Written Answer to Unanswered Oral Question

Exemption of Listed Developers with Minor Foreign Shareholders from Qualifying Certificate Scheme

Speakers

Summary

This question concerns the exemption of listed housing developers with minor foreign shareholders from the Qualifying Certificate (QC) regime as raised by Miss Cheryl Chan Wei Ling. Minister for Law K Shanmugam explained that the Residential Property Act aims to safeguard residential land for Singaporeans by preventing foreign hoarding, and the exemption framework now treats publicly listed developers with a substantial connection to Singapore as local entities. To qualify, developers must satisfy strict criteria including a Singaporean chairperson and board majority, significant local shareholding, and a proven track record. These exempted developers remain subject to rigorous monitoring and annual declarations of material information to ensure they continue meeting the exemption criteria. This policy alignment ensures proper land management while accounting for evolving corporate structures and market conditions like stock exchange listings.

Transcript

46 Miss Cheryl Chan Wei Ling asked the Minister for Law (a) what is the rationale for exempting listed developers with minor foreign shareholders from the Qualifying Certificate (QC) Scheme; (b) how can this ensure that developers do not acquire land bank plots that are designated for non-landed housing development; and (c) how will the QC Scheme ensure that the objective of proper management of Singapore's land is met while factors like additional buyer's stamp duty (ABSD), shareholder structures in developers' companies and their stock exchange listings evolve over time.
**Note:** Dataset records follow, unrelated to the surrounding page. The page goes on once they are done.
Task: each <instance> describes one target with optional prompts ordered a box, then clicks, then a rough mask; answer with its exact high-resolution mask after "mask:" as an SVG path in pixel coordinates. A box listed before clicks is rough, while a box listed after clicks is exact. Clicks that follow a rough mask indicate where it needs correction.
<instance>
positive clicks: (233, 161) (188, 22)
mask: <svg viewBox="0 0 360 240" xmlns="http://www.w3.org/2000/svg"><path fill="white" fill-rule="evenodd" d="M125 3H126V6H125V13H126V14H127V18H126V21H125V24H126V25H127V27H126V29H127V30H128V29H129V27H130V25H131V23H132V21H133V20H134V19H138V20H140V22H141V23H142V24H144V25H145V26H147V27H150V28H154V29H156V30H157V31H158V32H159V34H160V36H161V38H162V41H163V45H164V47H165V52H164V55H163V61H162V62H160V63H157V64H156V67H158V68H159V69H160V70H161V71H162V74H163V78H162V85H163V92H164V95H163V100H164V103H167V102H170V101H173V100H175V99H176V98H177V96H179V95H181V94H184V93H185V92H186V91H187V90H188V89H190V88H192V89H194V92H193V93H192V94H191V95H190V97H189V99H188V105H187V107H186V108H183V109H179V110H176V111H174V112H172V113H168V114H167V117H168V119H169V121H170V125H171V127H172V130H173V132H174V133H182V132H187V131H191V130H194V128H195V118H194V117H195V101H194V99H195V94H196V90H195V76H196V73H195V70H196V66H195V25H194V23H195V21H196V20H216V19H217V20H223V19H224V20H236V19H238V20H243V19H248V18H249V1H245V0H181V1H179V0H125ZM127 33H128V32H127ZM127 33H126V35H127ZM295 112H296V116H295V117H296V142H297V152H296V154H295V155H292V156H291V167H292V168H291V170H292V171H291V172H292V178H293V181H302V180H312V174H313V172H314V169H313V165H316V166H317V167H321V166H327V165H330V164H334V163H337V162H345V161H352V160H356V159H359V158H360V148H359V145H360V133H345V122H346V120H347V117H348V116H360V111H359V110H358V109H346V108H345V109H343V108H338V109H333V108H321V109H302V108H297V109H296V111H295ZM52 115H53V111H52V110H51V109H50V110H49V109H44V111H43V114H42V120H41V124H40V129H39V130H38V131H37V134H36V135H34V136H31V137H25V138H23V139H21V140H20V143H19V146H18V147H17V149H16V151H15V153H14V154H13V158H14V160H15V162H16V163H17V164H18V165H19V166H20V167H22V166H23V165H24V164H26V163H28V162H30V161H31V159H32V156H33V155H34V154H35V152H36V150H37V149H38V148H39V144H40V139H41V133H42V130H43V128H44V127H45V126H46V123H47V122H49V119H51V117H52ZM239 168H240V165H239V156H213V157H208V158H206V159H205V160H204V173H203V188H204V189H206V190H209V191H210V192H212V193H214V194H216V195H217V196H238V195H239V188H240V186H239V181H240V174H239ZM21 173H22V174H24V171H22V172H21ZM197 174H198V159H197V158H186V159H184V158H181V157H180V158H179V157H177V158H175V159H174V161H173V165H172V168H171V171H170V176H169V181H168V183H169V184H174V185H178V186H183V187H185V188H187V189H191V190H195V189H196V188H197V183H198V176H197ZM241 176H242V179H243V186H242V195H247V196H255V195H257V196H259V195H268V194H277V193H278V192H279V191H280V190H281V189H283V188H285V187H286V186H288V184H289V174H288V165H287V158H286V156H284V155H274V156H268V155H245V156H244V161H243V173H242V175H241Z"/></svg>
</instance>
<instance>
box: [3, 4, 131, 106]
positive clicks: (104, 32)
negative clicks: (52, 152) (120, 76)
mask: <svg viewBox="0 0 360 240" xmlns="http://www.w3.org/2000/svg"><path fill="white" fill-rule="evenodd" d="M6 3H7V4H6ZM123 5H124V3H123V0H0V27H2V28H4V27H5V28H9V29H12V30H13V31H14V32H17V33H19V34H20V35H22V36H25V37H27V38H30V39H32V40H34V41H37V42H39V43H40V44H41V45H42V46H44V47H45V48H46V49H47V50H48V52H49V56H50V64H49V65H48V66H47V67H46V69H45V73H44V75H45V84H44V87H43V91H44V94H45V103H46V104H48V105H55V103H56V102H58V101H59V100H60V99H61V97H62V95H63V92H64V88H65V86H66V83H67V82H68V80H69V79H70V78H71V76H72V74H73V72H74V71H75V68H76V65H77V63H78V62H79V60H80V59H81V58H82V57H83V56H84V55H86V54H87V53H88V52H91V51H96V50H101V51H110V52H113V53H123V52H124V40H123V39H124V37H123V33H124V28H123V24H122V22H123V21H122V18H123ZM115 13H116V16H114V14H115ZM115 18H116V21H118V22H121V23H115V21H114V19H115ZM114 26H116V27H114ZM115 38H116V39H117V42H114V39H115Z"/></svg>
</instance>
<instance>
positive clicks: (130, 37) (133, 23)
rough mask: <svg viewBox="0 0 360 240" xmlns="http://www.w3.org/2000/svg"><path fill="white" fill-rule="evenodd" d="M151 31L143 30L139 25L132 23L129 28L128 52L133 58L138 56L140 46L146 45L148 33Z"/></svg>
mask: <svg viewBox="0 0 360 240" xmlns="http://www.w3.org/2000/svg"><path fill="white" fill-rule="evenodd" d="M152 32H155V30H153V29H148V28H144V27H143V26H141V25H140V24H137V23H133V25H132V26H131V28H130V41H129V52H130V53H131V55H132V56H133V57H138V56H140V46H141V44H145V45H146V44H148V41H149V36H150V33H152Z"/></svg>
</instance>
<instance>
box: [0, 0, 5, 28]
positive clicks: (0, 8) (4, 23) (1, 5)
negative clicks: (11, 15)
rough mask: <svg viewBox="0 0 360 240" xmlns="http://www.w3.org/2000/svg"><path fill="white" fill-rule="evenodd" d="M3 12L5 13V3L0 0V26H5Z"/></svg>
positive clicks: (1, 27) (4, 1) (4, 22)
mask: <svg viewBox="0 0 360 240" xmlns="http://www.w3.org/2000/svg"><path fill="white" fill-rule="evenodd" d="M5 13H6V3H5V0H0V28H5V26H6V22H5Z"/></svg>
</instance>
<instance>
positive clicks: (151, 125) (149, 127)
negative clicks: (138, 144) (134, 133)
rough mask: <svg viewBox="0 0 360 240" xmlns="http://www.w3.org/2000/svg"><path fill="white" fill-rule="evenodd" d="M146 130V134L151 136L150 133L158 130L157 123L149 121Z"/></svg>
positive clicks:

Mr K Shanmugam: The objective of the Residential Property Act, or RPA, is to safeguard residential land for Singaporeans, and prevent foreign housing developers from hoarding or speculating in residential land. Under the Qualifying Certificate regime, or QC regime, which is administered under the RPA, foreign housing developers are required to complete their developments within five years of issuance of the QC and dispose of all residential units within two years of completion. The QC regime is not a market control mechanism.

A housing developer that is a Singapore company is not subject to the QC regime. A Singapore company is defined in the RPA as one that is incorporated in Singapore, and all its directors and members are Singapore citizens or Singapore companies. This strict definition meant that housing developers which are essentially Singaporean or have a substantial connection to Singapore were not considered as Singapore companies, if they are publicly listed and their shares are freely traded.

This is why we introduced the exemption framework under the QC regime earlier this year. It allows publicly listed housing developers with a substantial connection to Singapore to be treated as Singapore companies within the meaning of the RPA, when they acquire residential land for development. The exemption framework better aligns the QC regime with the objectives of the RPA.

Housing developers that wish to obtain exemptions from the QC regime on the basis of a substantial connection to Singapore, are assessed based on strict criteria, including whether they have a Singaporean chairperson and Board majority, a significantly Singaporean substantial shareholding interest, and their track record in Singapore.

Exempted developers must continue to meet the exemption criteria to retain their exemptions. They will also be subject to monitoring and other safeguards, including an annual declaration of material information, such as the members of their Board and substantial shareholding interest.